The National Institute for Genetic Medicine (INMEGEN) recently inaugurated the Genetic Diagnosis Lab (LDG) an institution offering diagnosis, prognosis and follow up of diseases for the population. According to a press release from the Health Ministry website, Carmen Alaez, chief of the LDG highlighted that a specialized team of professionals and an adequate infrastructure and certifications make this center unique in the Mexican health industry and a national reference that potentially could become a leading genetic lab in Latin America.
The lab has a catalogue of over 100 genetic studies and the capacity to analyze 4,800 genes associated with different monogenetic disorders and around 94 genes related to hereditary cancer predisposition syndromes.
During research undertaken early this year by the IMSS Biomedical Research Center, it was discovered that the most frequent genetic diseases within their right holders were Edward´s Syndrome, hemophilia, muscular atrophies, lysosomal diseases, Turner syndrome, thalassemia and achondroplasia. According to IMSS, an average of 100 cases of rare diseases are detected every year and most of them are of genetic origin. However, this number may vary because many patients are not correctly diagnosed.
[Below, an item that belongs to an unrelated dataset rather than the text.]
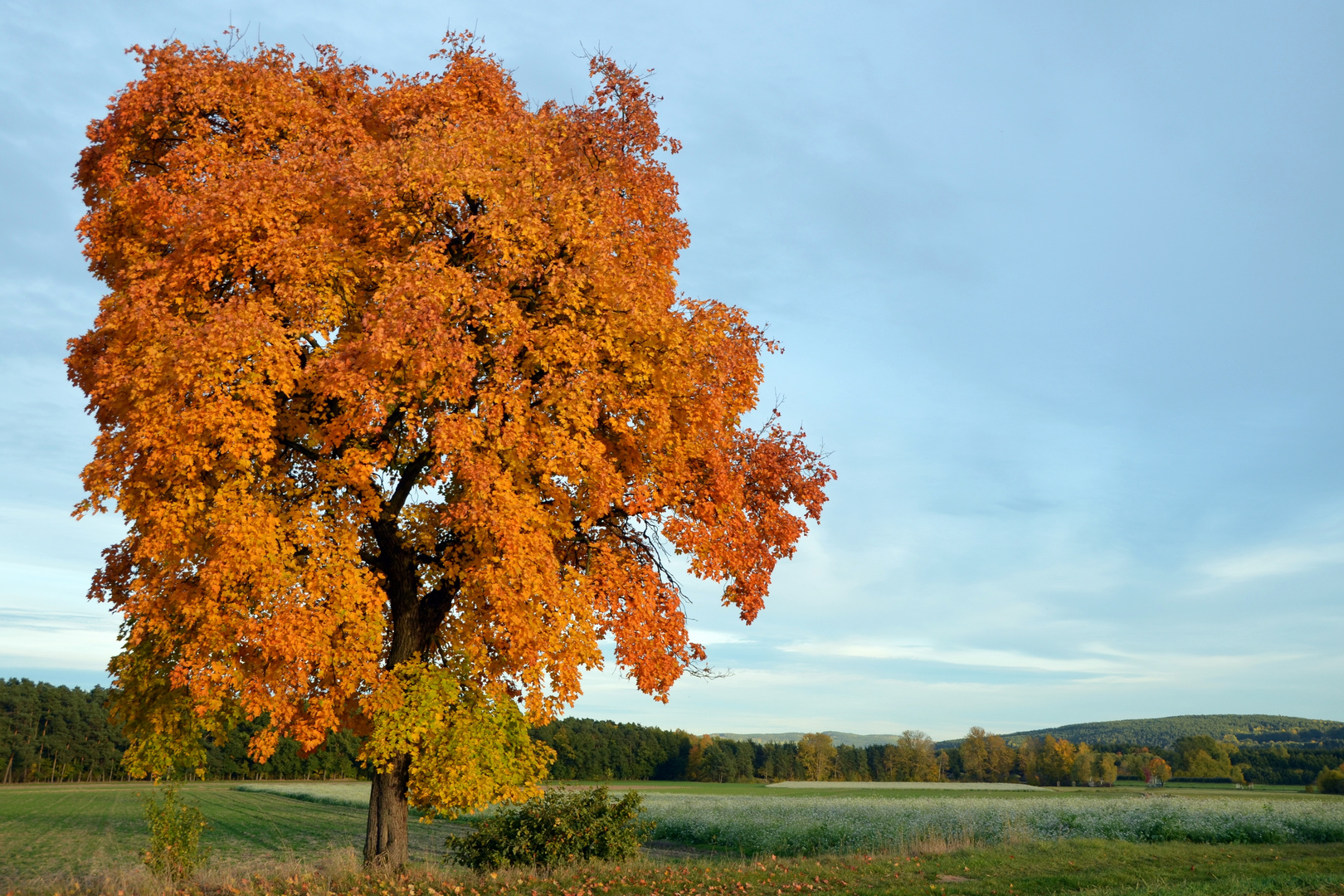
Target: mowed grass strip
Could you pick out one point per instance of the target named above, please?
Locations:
(82, 829)
(1097, 868)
The LDG will offer support to public and private institutions with advanced tools to improve the discovery and understanding of genetic conditions in the Mexican population. It will operate by the highest standards in protection of patient rights over their samples and genetic information.
During the inauguration event the INMEGEN Director General, Xavier Soberón, mentioned this new laboratory represents an important achievement for the institution and it is essential for the creation of knowledge, new technology and service.